Conforme doutrina, os fâmulos da posse, tais como os caseiros e os administradores da fazenda, possuem mera detenção da coisa e não posse.
(TJMG – Apelação Cível 1.0058.03.014602-9/001, Relator(a): Des.(a) Luciano Pinto , 17ª CÂMARA CÍVEL, julgamento em 08/10/2009, publicação da súmula em 20/10/2009) (grifo nosso)
Quando ao desdobramento da posse, é admitida juridicamente a conversão da detenção em posse, conforme o Enunciado 301 da IV Jornada de Direito Civil, que estabelece que “É possível a conversão da detenção em posse, desde que rompida a subordinação, na hipótese de exercício em nome próprio dos atos possessórios.” Exemplo: se desaparecer o vínculo de dependência de um contrato de trabalho, sendo celebrado expressamente um contrato de locação entre ex-patrão e ex-empregado, não haverá mais mera detenção, mas posse desdobrada em direta e indireta.
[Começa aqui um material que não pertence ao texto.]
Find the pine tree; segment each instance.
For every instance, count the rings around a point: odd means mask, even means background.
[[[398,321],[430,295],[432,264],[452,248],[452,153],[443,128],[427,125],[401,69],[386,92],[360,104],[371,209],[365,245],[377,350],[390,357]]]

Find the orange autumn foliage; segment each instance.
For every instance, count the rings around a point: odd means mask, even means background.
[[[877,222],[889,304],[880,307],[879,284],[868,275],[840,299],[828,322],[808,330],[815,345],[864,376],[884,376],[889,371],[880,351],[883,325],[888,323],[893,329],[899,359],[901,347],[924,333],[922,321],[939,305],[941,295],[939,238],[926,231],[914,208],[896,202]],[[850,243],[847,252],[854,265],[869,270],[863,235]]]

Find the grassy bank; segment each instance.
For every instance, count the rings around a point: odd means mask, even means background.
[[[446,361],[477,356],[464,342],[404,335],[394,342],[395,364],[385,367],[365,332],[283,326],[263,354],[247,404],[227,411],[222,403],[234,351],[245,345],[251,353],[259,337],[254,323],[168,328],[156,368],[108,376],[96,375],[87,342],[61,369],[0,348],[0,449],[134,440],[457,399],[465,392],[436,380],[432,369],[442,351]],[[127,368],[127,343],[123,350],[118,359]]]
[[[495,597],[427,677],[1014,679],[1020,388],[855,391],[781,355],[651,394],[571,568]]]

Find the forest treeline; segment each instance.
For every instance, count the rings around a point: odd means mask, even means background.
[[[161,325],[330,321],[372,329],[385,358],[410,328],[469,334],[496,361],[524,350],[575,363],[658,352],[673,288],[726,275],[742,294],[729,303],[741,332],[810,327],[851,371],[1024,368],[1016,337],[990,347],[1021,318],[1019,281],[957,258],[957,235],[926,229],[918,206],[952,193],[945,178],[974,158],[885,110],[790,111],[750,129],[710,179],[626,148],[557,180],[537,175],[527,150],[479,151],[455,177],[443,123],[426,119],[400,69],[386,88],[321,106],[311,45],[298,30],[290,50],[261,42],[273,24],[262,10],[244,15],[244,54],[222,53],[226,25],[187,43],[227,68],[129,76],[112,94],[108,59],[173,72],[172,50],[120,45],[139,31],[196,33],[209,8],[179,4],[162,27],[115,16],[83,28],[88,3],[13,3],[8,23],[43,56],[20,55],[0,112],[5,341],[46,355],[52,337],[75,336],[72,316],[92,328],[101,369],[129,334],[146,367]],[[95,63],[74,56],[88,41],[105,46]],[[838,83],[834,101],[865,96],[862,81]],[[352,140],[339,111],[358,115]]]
Vejamos:
APELAÇÃO – REINTEGRAÇÃO DE POSSE – RELAÇÃO LOCATÍCIA – DESDOBRAMENTO DA POSSE – TUTELA DA POSSE DIRETA – INADIMPLEMENTO DE CONTRATO DE LOCAÇÃO – IRRELEVÂNCIA – NECESSIDADE DE AÇÃO DE DESPEJO – INVOCAÇÃO DE DOMÍNIO -IMPERTINÊNCIA.
1 – Alegada a existência de relação locatícia pela parte, verifica-se o reconhecimento de desdobramento da posse, sendo viável ao possuidor direto a tutela de sua posse até mesmo em face do proprietário do imóvel .
2 – O inadimplemento de contrato de locação não possui o condão de descaracterizar a posse do locatário e sua respectiva tutela, cabendo ao locador o manejo de ação de despejo para extinguir a relação locatícia e retomar a posse do imóvel.
3 – A posse consiste em bem jurídico suscetível de tutela autônoma, desvinculada da propriedade, de modo que a alegação de domínio não obsta a reintegração de posse. (TJMG – Apelação Cível 1.0024.03.136932-5/001, Relator(a): Des.(a) Pedro Bernardes de Oliveira , 9ª CÂMARA CÍVEL, julgamento em 26/10/2010, publicação da súmula em 16/11/2010) (grifo nosso)
REFERÊNCIAS
BRASIL. Lei nº 10.406, de 10 de janeiro de 2002 (Código Civil). Disponível em: <http://www.planalto.gov.br/ccivil_03/leis/2002/l10406compilada.htm> Acesso em: 25 jun. 2021.
ENUNCIADO nº 301 do CJF, da IV Jornada de Direito Civil. Disponível em: <https://www.cjf.jus.br/enunciados/enunciado/293> Acesso em: 25 jun.2021.
SILVA, Andressa Cristine da. Posse e propriedade: diferença entre conceitos do Direito de Propriedade. Disponível em: <https://blog.sajadv.com.br/posse-e-propriedade/> Acesso em: 25 jun.2021.
TARTUCE, Flávio. Manual de Direito Civil: Volume único. 7ª edição. São Paulo: Método, 2017. p. 945-952.